Add converter from Linux 'perf record'
Needs ReviewPublic

Authored by lunakl on May 20 2019, 1:42 PM.

Details

Reviewers
weidendo
Summary

Originally from
https://github.com/milianw/linux/blob/milian/perf/tools/perf/scripts/python/callgrind.py
I only have made the addr2line usage faster.
After mailing with Milian, for him the script was just POC, he's developed
app called Hotspot aimed specifically at perf and he's not
interested in submitting it upstream. But I find the script useful
(and I really like KCachegrind's call graph), and it does the job for me,
so with his consent I'm submitting it.

Diff Detail

Repository
R49 KCacheGrind
Lint
Lint Skipped
Unit
Unit Tests Skipped
lunakl requested review of this revision.May 20 2019, 1:42 PM
lunakl created this revision.
mwolff added a subscriber: mwolff.May 20 2019, 3:22 PM

FTR: I did give my consent, so thanks @lunakl!

Hey,

I'm not a KDE developer so feel free to ignore my comments, but there are two issues for python 3:

  1. There is invalid whitespace in this file (python3 throws TabError for line 76ff).
  2. dict.iteritems() does not work in python 3, see https://python-future.org/compatible_idioms.html#iterating-through-dict-keys-values-items. I replaced iteritems() by items().

Cheers
Bastian

How do you test it with python3? The script must be run using perf and here on openSUSE 15.0 that uses python2.

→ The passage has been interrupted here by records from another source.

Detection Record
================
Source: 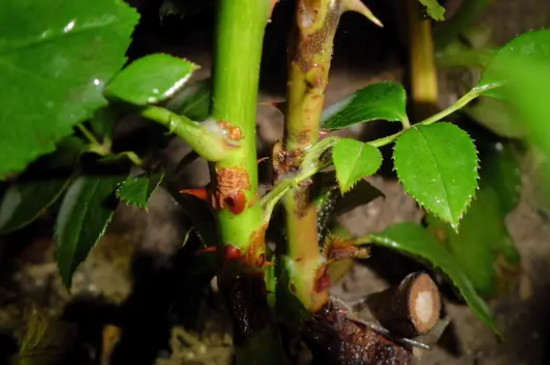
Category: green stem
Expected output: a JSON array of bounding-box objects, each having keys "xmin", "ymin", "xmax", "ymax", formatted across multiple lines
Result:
[
  {"xmin": 368, "ymin": 84, "xmax": 501, "ymax": 147},
  {"xmin": 141, "ymin": 106, "xmax": 232, "ymax": 162},
  {"xmin": 210, "ymin": 0, "xmax": 269, "ymax": 251},
  {"xmin": 77, "ymin": 124, "xmax": 101, "ymax": 147},
  {"xmin": 211, "ymin": 1, "xmax": 282, "ymax": 363}
]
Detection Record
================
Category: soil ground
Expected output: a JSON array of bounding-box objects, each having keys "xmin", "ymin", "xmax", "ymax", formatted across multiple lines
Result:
[{"xmin": 1, "ymin": 1, "xmax": 549, "ymax": 364}]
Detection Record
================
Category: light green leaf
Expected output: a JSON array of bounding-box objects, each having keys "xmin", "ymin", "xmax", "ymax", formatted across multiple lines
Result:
[
  {"xmin": 394, "ymin": 123, "xmax": 478, "ymax": 228},
  {"xmin": 116, "ymin": 170, "xmax": 164, "ymax": 209},
  {"xmin": 55, "ymin": 175, "xmax": 124, "ymax": 287},
  {"xmin": 370, "ymin": 222, "xmax": 499, "ymax": 335},
  {"xmin": 0, "ymin": 178, "xmax": 71, "ymax": 235},
  {"xmin": 417, "ymin": 0, "xmax": 445, "ymax": 21},
  {"xmin": 427, "ymin": 188, "xmax": 520, "ymax": 298},
  {"xmin": 105, "ymin": 53, "xmax": 198, "ymax": 105},
  {"xmin": 477, "ymin": 30, "xmax": 550, "ymax": 98},
  {"xmin": 321, "ymin": 82, "xmax": 407, "ymax": 130},
  {"xmin": 466, "ymin": 98, "xmax": 526, "ymax": 139},
  {"xmin": 333, "ymin": 139, "xmax": 382, "ymax": 193},
  {"xmin": 0, "ymin": 0, "xmax": 139, "ymax": 179}
]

I'm on Arch Linux and '/usr/bin/python' is version 3.7.3. I don't know how the python version is determined in scripts run through 'perf script', unfortunately. Could be that they invoke /usr/bin/python (through #!/usr/bin/python?).

Anyway, after fixing the two issues mentioned above your script runs fine with python 3 here...

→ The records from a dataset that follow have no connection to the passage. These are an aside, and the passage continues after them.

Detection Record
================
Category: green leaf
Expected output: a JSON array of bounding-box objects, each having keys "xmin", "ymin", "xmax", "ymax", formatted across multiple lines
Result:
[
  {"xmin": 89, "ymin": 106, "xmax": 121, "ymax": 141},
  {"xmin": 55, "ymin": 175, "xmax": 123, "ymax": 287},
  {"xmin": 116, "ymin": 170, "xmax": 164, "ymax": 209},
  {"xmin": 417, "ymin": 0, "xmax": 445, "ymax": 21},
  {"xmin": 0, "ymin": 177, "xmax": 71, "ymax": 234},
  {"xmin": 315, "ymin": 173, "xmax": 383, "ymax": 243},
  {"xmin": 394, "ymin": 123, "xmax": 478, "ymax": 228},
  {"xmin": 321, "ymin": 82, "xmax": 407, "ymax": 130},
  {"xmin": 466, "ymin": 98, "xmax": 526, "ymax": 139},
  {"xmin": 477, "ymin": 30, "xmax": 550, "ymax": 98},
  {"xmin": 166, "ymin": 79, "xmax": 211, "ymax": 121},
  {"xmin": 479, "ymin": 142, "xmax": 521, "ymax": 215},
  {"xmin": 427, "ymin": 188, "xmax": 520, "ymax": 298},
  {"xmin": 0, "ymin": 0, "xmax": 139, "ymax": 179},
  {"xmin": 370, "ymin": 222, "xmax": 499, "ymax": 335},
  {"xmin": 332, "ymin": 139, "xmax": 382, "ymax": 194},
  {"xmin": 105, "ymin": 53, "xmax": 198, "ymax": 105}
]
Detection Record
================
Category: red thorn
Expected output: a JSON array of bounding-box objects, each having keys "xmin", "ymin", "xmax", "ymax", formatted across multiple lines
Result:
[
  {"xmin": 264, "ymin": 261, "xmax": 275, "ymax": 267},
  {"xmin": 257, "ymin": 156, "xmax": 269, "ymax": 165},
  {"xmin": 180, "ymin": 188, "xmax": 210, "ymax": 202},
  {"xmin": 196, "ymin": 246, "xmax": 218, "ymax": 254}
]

I'm on Arch Linux and '/usr/bin/python' is version 3.7.3. I don't know how the python version is determined in scripts run through 'perf script', unfortunately. Could be that they invoke /usr/bin/python (through #!/usr/bin/python?).

It doesn't change anything if I change here /usr/bin/python to point to python3, so I guess I can't change that. Can you simply post a fixed version in some form (I don't know if Phabricator lets you edit my patch)?

Here's my modified file.

lunakl updated this revision to Diff 58582.May 24 2019, 8:43 AM

Thank you. I've checked and this works with Python2 too without problems, so I've updated the patch to incorporate these fixes.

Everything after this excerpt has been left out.